Let’s try a 3rd order polynomial. We need to create a covariate matrix with a row for month, month\(^2\) and month\(^3\). However these would be correlated so I will use the poly() function to create 3rd polynomial covariates that are orthogonal.

mon <- rep(1:12, 23)
c.poly <- t(poly(mon, 3))
rownames(c.poly) <- c("m1", "m2", "m3")
mod.list <- list(Z = matrix(1, 11, 1), 
                     R = "diagonal and unequal",
                     D = "unconstrained",
                     d = c.poly)
fit.seas8 <- MARSS(datmat2, model=mod.list)

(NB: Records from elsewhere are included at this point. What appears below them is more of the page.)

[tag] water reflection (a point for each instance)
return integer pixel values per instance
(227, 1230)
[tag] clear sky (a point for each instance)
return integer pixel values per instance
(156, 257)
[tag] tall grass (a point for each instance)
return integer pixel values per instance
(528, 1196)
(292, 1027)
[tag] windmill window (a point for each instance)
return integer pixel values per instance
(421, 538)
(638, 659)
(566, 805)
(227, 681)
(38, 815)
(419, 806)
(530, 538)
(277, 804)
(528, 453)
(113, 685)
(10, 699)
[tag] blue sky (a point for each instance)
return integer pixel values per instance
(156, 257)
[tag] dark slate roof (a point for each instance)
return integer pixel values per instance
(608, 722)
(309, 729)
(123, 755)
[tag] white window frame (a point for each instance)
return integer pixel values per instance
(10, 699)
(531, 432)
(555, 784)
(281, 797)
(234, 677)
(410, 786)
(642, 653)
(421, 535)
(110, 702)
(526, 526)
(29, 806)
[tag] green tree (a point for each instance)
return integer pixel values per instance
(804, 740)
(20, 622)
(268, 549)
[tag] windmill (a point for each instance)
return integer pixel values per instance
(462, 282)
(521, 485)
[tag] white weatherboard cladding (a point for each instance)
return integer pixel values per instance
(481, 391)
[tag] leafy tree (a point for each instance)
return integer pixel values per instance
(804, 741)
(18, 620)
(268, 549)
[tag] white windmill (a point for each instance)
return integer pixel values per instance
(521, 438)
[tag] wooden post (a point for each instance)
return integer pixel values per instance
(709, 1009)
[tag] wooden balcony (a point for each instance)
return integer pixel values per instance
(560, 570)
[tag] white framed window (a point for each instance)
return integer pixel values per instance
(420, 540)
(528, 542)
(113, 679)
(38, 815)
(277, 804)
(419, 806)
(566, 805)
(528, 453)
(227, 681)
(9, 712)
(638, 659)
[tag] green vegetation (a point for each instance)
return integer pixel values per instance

Make seasonal effects matrix.

D.est <- coef(fit.seas8, type="matrix")$D
seasonality.8 <- D.est %*% c.poly[,1:12]
rownames(seasonality.8) <- rownames(datmat2)
colnames(seasonality.8) <- month.abb

matplot(t(seasonality.8),type="l",bty="n",xaxt="n",ylab="Effect", col=c(2:3,1,4:11), lwd=3, lty=c(2:3,1,4:11))
axis(1,labels=month.abb, at=1:12,las=2,cex.axis=0.75)
title("3rd order polynomial")
legend("top", legend=rownames(datmat), col=c(2:3,1,4:11), bty="n", lwd=3, cex=0.6, seg.len=4, lty=c(2:3,1,4:11))

Compare across models

There are differences in our conclusions regarding the degree of seasonality (winter-summer percent difference). Percent difference because we are working on logged data. It doesn’t substantially change our conclusions about seasonality.